Verification on clean-slate sterling-secure spin-up pending; will update with results.

[marqueswarren]

Update: workaround attempt narrows the failure to env var resolution step

Workaround tried: export SLACK_BOT_TOKEN and SLACK_APP_TOKEN as host shell env vars before running nemoclaw onboard --name cruz-secure, then walking through the interactive wizard with sandbox recreate.

Result: workaround did NOT fix the issue. But the diagnostic narrows the failure significantly.

What's working:

• OpenShell providers register cleanly: cruz-secure-slack-bridge and cruz-secure-slack-app are both visible via openshell provider get, both have correct Credential keys.
• Env vars ARE injected into the sandbox openclaw process. cat /proc/<pid>/environ shows SLACK_BOT_TOKEN and SLACK_APP_TOKEN are present.

What's broken:
The env var VALUES contain literal placeholder strings instead of resolved tokens:

SLACK_BOT_TOKEN=openshell:resolve:env:v3216212810066286522_SLACK_BOT_TOKEN
SLACK_APP_TOKEN=openshell:resolve:env:v3216212810066286522_SLACK_APP_TOKEN

The refresh_openclaw_provider_placeholders() function in nemoclaw-start.sh IS supposed to handle openshell:resolve:env:* prefixed values per source investigation in the original report.
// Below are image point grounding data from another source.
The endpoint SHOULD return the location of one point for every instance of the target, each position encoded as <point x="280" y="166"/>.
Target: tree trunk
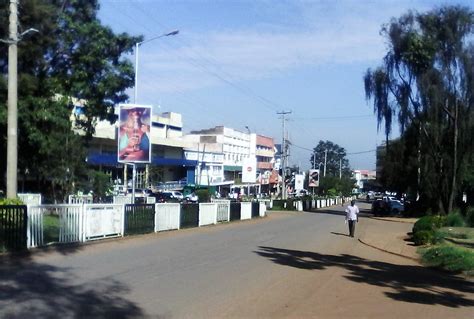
<point x="452" y="192"/>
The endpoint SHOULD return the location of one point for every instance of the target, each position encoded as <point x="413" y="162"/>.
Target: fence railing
<point x="139" y="219"/>
<point x="39" y="225"/>
<point x="13" y="228"/>
<point x="103" y="220"/>
<point x="167" y="216"/>
<point x="54" y="224"/>
<point x="189" y="215"/>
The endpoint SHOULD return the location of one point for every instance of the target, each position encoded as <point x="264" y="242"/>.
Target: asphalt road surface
<point x="287" y="265"/>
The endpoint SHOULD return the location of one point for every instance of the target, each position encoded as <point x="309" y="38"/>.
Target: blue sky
<point x="238" y="63"/>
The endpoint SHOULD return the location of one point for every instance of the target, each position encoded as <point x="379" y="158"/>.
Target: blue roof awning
<point x="111" y="160"/>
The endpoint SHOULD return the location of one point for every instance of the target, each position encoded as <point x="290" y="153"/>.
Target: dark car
<point x="163" y="197"/>
<point x="380" y="207"/>
<point x="385" y="207"/>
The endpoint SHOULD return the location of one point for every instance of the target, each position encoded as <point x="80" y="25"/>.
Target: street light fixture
<point x="12" y="102"/>
<point x="137" y="45"/>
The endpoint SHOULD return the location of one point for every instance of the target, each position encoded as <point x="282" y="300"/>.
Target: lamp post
<point x="137" y="45"/>
<point x="12" y="121"/>
<point x="135" y="95"/>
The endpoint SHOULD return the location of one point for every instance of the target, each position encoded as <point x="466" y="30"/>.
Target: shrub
<point x="423" y="237"/>
<point x="452" y="258"/>
<point x="429" y="223"/>
<point x="455" y="219"/>
<point x="470" y="217"/>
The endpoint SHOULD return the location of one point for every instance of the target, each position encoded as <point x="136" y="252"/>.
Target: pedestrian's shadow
<point x="340" y="234"/>
<point x="415" y="284"/>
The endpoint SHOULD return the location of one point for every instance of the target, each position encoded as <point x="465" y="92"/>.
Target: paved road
<point x="288" y="265"/>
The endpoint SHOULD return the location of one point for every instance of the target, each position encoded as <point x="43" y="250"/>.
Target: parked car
<point x="385" y="207"/>
<point x="192" y="198"/>
<point x="396" y="207"/>
<point x="175" y="195"/>
<point x="163" y="197"/>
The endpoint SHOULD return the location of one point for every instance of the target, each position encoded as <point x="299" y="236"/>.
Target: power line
<point x="243" y="89"/>
<point x="353" y="153"/>
<point x="333" y="117"/>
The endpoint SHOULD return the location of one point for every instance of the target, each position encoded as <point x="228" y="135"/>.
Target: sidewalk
<point x="389" y="235"/>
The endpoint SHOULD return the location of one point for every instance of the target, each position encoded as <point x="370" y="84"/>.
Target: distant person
<point x="352" y="216"/>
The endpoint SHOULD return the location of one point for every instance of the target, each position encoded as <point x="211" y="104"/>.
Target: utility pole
<point x="325" y="160"/>
<point x="12" y="144"/>
<point x="340" y="168"/>
<point x="283" y="153"/>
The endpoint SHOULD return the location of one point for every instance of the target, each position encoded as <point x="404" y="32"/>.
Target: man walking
<point x="352" y="216"/>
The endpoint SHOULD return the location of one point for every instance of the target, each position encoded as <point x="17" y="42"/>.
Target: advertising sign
<point x="249" y="170"/>
<point x="133" y="144"/>
<point x="313" y="178"/>
<point x="299" y="182"/>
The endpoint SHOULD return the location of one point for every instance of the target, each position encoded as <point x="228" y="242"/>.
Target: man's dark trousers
<point x="351" y="227"/>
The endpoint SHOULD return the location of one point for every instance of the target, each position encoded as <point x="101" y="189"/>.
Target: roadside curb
<point x="392" y="220"/>
<point x="388" y="251"/>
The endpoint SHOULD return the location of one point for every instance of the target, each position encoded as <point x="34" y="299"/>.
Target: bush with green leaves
<point x="423" y="237"/>
<point x="470" y="217"/>
<point x="454" y="219"/>
<point x="449" y="257"/>
<point x="429" y="223"/>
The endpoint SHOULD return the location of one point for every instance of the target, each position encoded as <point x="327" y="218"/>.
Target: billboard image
<point x="313" y="178"/>
<point x="299" y="182"/>
<point x="134" y="145"/>
<point x="249" y="170"/>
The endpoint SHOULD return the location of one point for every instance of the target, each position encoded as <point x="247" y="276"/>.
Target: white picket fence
<point x="72" y="223"/>
<point x="223" y="210"/>
<point x="167" y="216"/>
<point x="103" y="220"/>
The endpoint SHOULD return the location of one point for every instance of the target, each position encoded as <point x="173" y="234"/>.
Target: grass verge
<point x="449" y="257"/>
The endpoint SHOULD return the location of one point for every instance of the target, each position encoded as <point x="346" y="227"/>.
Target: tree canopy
<point x="426" y="81"/>
<point x="72" y="58"/>
<point x="335" y="159"/>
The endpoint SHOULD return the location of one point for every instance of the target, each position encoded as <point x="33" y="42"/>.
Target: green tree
<point x="335" y="159"/>
<point x="426" y="80"/>
<point x="72" y="60"/>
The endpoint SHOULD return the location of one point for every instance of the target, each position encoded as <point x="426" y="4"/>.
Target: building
<point x="362" y="177"/>
<point x="167" y="159"/>
<point x="266" y="170"/>
<point x="237" y="148"/>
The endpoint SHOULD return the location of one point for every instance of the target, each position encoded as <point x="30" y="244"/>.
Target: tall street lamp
<point x="12" y="121"/>
<point x="137" y="45"/>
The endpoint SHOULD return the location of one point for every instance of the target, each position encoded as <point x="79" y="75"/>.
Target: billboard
<point x="313" y="178"/>
<point x="133" y="144"/>
<point x="299" y="182"/>
<point x="249" y="170"/>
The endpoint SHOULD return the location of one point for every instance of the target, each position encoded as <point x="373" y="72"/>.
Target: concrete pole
<point x="325" y="161"/>
<point x="283" y="154"/>
<point x="12" y="144"/>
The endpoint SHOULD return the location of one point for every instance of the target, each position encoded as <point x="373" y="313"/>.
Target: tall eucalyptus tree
<point x="427" y="80"/>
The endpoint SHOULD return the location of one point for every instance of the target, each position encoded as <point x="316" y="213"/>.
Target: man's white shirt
<point x="351" y="212"/>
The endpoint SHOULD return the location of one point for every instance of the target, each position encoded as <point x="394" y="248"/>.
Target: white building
<point x="167" y="144"/>
<point x="236" y="147"/>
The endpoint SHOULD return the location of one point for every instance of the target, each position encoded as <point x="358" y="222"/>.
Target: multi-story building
<point x="265" y="154"/>
<point x="167" y="160"/>
<point x="362" y="176"/>
<point x="236" y="147"/>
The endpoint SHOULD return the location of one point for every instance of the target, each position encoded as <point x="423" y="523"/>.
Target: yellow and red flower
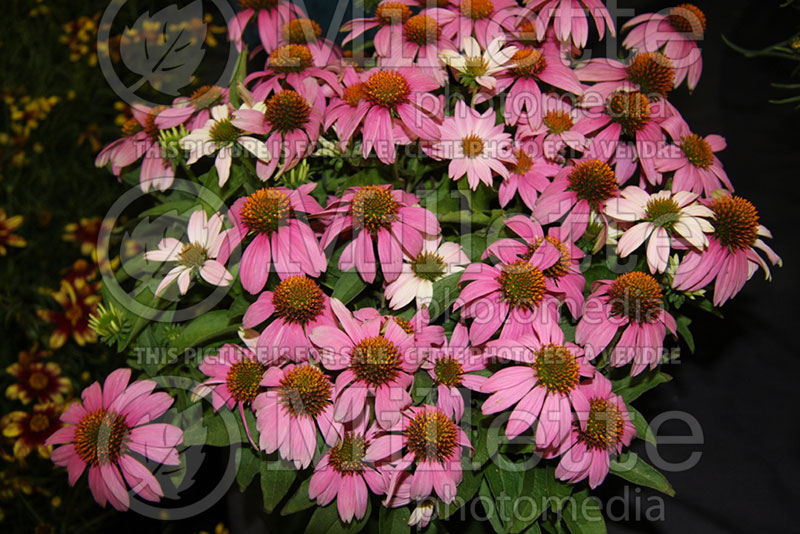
<point x="7" y="236"/>
<point x="78" y="299"/>
<point x="29" y="430"/>
<point x="37" y="381"/>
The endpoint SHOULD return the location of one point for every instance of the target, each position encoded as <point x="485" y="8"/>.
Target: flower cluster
<point x="383" y="313"/>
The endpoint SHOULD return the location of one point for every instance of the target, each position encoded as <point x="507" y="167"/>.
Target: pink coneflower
<point x="514" y="294"/>
<point x="291" y="123"/>
<point x="235" y="375"/>
<point x="692" y="158"/>
<point x="276" y="216"/>
<point x="425" y="334"/>
<point x="732" y="256"/>
<point x="532" y="66"/>
<point x="343" y="474"/>
<point x="395" y="98"/>
<point x="415" y="282"/>
<point x="564" y="276"/>
<point x="477" y="68"/>
<point x="298" y="398"/>
<point x="475" y="146"/>
<point x="272" y="15"/>
<point x="651" y="73"/>
<point x="295" y="66"/>
<point x="428" y="439"/>
<point x="627" y="115"/>
<point x="569" y="18"/>
<point x="140" y="141"/>
<point x="633" y="301"/>
<point x="604" y="428"/>
<point x="303" y="31"/>
<point x="297" y="306"/>
<point x="372" y="362"/>
<point x="198" y="255"/>
<point x="219" y="135"/>
<point x="342" y="110"/>
<point x="544" y="389"/>
<point x="109" y="424"/>
<point x="450" y="367"/>
<point x="661" y="220"/>
<point x="482" y="18"/>
<point x="577" y="191"/>
<point x="527" y="175"/>
<point x="561" y="127"/>
<point x="379" y="214"/>
<point x="195" y="110"/>
<point x="390" y="18"/>
<point x="676" y="33"/>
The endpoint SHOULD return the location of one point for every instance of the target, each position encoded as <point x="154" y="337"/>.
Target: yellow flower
<point x="7" y="227"/>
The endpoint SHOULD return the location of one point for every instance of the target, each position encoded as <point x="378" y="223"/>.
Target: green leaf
<point x="491" y="514"/>
<point x="249" y="465"/>
<point x="207" y="326"/>
<point x="276" y="480"/>
<point x="348" y="286"/>
<point x="394" y="520"/>
<point x="643" y="430"/>
<point x="239" y="74"/>
<point x="506" y="487"/>
<point x="631" y="388"/>
<point x="325" y="520"/>
<point x="445" y="293"/>
<point x="583" y="515"/>
<point x="465" y="492"/>
<point x="683" y="323"/>
<point x="299" y="500"/>
<point x="633" y="469"/>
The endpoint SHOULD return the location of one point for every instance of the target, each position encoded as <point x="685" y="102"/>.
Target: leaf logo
<point x="163" y="50"/>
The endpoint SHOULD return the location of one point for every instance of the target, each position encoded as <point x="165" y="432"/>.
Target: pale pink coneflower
<point x="382" y="215"/>
<point x="219" y="135"/>
<point x="476" y="67"/>
<point x="564" y="276"/>
<point x="604" y="427"/>
<point x="483" y="19"/>
<point x="633" y="302"/>
<point x="544" y="390"/>
<point x="198" y="255"/>
<point x="372" y="363"/>
<point x="476" y="147"/>
<point x="661" y="220"/>
<point x="282" y="241"/>
<point x="732" y="255"/>
<point x="296" y="400"/>
<point x="415" y="282"/>
<point x="105" y="427"/>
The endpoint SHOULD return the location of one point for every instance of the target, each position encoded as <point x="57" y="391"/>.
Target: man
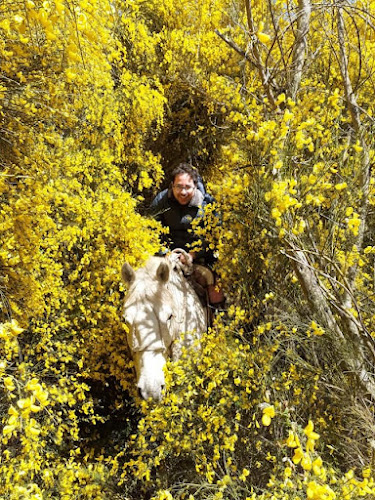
<point x="176" y="208"/>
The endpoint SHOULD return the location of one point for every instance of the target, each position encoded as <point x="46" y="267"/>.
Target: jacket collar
<point x="196" y="200"/>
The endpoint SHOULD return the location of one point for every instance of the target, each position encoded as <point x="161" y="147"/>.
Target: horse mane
<point x="145" y="285"/>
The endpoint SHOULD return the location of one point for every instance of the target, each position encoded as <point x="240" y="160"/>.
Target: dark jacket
<point x="178" y="218"/>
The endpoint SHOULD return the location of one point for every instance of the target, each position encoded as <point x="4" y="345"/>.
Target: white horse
<point x="160" y="305"/>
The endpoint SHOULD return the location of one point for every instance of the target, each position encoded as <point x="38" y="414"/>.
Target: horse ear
<point x="162" y="272"/>
<point x="127" y="273"/>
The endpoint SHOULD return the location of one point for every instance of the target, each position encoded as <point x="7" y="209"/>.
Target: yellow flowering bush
<point x="97" y="101"/>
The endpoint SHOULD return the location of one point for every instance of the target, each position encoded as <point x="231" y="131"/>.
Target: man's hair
<point x="185" y="168"/>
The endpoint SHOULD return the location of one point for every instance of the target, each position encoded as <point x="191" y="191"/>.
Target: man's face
<point x="183" y="188"/>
Its boot log message fires ([config] Refreshed provider placeholders from OpenShell runtime env) but the env vars are not actually replaced.

Net effect: Bolt receives the literal placeholder string as SLACK_BOT_TOKEN, auth.test fails (invalid_auth on a non-xoxb string), Bolt exits, no slack subprocess starts, agent unreachable.

Updated diagnostic to verify on other systems:

nemoclaw exec -- sh -c 'cat /proc/$(pgrep -f "openclaw gateway" | head -1)/environ | tr "\0" "\n" | grep -iE "SLACK"'

• PASS: values start with xoxb- / xapp-
• FAIL: values start with openshell:resolve:env:

Suspected root cause: refresh_openclaw_provider_placeholders() is iterating something other than the live process env, OR the replacement is being done after the env snapshot used by openclaw's child process spawn.

[wscurran]

✨ Thanks for submitting this detailed issue about the Slack credential injection problem after rebuilding the messaging provider in the sandbox environment. This identifies a bug where the SLACK_BOT_TOKEN and SLACK_APP_TOKEN are not properly injected into the sandbox container's process environment, causing authentication failures.